# Milestone 1 – Citi Bike Boston: Predicting Bike Demand at Stations

**Dataset:** [Citi Bike Boston Trip Data – August 2024](https://s3.amazonaws.com/hubway-data/202408-bluebikes-tripdata.zip)
**Trips:** Approx. 530,000

---

## Project Goal

The goal of this project is to accurately predict the demand for bikes at individual stations throughout the day. Using historical usage data, we aim to identify both temporal and spatial patterns to:

- Ensure better availability of bikes,
- Detect shortages or surpluses in advance,
- And support a data-driven rebalancing of the fleet.

The resulting models will help improve operational decision-making — for example, optimizing rebalancing routes or managing bike supplies at high-demand stations.

---

## Optional Extension: Weather Data

Since weather conditions strongly influence mobility behavior, we will optionally create a model that includes weather features such as temperature and precipitation.
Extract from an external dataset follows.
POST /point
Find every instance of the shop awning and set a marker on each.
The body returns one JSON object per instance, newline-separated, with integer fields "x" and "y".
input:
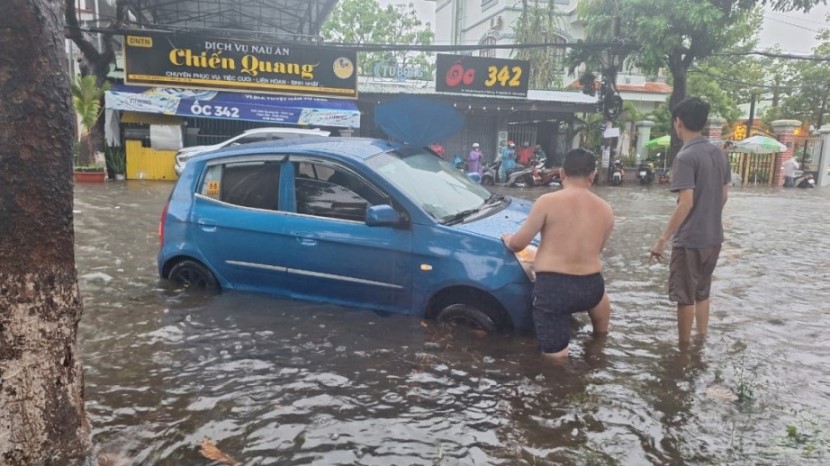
{"x": 306, "y": 111}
The goal is to evaluate whether including these external factors improves the model’s prediction accuracy.

---

## Planned Features

- Start time (`started_at`)
- Day of the week (`weekday`)
- Time of day (as hour or time blocks) (`time_of_day`)
- Start station (`start_station_id`)
- User type (`member_casual`)
- Optional: Weather data (temperature, precipitation)


In [None]:
import pandas as pd

csv_path = r"C:\Users\hanac\PycharmProjects\Data-Science-and-Machine-Learning\202408-bluebikes-tripdata.csv"

df = pd.read_csv(
    csv_path,
    engine="python",
    sep=None,
    on_bad_lines="skip",

)

print(df.shape)
df.head(1000000000)


In [None]:
import pandas as pd

# Read CSV
csv_path = r"C:\Users\hanac\PycharmProjects\Data-Science-and-Machine-Learning\202408-bluebikes-tripdata.csv"
df = pd.read_csv(csv_path, engine="python", sep=None, on_bad_lines="warn")
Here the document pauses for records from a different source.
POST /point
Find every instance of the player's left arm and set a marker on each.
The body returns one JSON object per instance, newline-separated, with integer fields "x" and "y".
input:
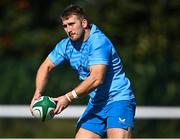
{"x": 96, "y": 78}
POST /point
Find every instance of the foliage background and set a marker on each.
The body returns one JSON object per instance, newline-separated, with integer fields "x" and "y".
{"x": 145, "y": 34}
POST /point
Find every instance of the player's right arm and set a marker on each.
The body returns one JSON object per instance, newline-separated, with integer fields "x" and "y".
{"x": 42, "y": 78}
print("Original dataset:")
print(df.shape)

# Convert datetime columns
df['started_at'] = pd.to_datetime(df['started_at'], dayfirst=True, errors='coerce')
df['ended_at'] = pd.to_datetime(df['ended_at'], dayfirst=True, errors='coerce')
print("After datetime conversion:")
print(df.shape)

# Drop rows with missing datetime values
df = df.dropna(subset=['started_at', 'ended_at'])
print("After deletion of NaT times:")
print(df.shape)

# Calculate trip duration in seconds
df['tripduration'] = (df['ended_at'] - df['started_at']).dt.total_seconds()
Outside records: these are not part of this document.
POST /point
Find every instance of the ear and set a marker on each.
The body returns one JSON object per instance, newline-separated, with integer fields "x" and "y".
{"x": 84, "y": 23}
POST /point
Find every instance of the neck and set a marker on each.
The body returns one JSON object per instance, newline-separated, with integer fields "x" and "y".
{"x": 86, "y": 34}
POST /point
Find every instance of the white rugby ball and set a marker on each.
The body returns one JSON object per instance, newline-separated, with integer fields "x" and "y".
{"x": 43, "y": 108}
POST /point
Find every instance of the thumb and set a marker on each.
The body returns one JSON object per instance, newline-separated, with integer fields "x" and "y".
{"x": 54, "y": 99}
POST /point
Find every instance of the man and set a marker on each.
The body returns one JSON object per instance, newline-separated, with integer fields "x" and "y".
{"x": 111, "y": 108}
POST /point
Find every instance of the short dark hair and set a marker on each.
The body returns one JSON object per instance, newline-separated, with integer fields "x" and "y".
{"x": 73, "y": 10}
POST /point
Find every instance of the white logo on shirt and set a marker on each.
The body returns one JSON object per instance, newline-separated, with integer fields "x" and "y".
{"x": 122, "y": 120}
# Keep only positive durations
df = df[df['tripduration'] > 0]
print("After deletion of 0 or negative trip durations:")
print(df.shape)

# Convert to numeric in case of unexpected issues
df['tripduration'] = pd.to_numeric(df['tripduration'], errors='coerce')

# Create duration in minutes
df['duration_min'] = df['tripduration'] / 60

# Print data types
print("\nColumn types of 'tripduration' and 'duration_min':")
print(df[['tripduration', 'duration_min']].dtypes)

# Print examples
print("\nExamples:")
print(df[['started_at', 'ended_at', 'tripduration', 'duration_min']].head())


In [None]:

df['weekday'] = df['started_at'].dt.weekday
df['hour'] = df['started_at'].dt.hour


def get_time_category(hour):
    if 6 <= hour < 12:
        return 'Morgen'
    elif 12 <= hour < 18:
        return 'Midday'
    elif 18 <= hour < 24:
        return 'Evening'
    else:
        return 'Night'

df['time_of_day'] = df['hour'].apply(get_time_category)